Of course, contrary to what the national media might tell you, football doesn’t entirely stop when there’s an international weekend. I love watching non-league, not for the silky skills on display but because things happen that you’d never see in the sanitised world of all-seater stadia and crowd segregation. Take, for example, Denso, who lost their Mercian regional Football League division two game to Claverley 10-0 on Saturday. This in itself was a moral victory for Denso, who have conceded 138 goals in 13 games so far this season – and one of them, amazingly, was a 1-1 draw.

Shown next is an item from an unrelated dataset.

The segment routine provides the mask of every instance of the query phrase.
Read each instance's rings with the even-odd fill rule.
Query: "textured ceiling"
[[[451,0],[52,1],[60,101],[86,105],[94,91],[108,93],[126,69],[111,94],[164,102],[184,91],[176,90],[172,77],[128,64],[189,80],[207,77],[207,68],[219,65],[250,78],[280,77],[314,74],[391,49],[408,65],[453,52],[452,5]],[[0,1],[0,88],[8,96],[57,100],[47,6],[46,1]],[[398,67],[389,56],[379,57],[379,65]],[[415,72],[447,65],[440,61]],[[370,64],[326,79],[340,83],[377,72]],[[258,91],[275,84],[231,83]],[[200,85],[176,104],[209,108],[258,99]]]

But the match I’d like to have been at was in the Suffolk Primary Cup, where Thurlow Royal Exchange beat St Clement’s Hospital 3-1, with two of the winning side’s goals coming in the final three minutes with the home team reduced to nine men. The informative www.nonleaguematters.co.uk forum contained the following description of the climax to what had been a lively game – “The scoring player gloated in front of the fans as if he was some superstar.… a punch up started with all & sundry involved…a fan may have got a couple of quality punches in but unfortunately it wasn’t the number seven on the receiving end, he was being restrained elsewhere.” The attendance was nine.
There’ll be more than that at the Hawthorns next Monday, when the oldest derby in league football takes place. Sky won’t bother mentioning the fact, but I’m sure they will manage to patronise both clubs while making it clear that what they would really like to be showing is Manchester United (or Chelsea, possibly Arsenal) against anyone. Two clubs with almost 300 years of history between them (most of it in the top flight) now, like all but half a dozen clubs in the country, exist primarily to make up the television numbers.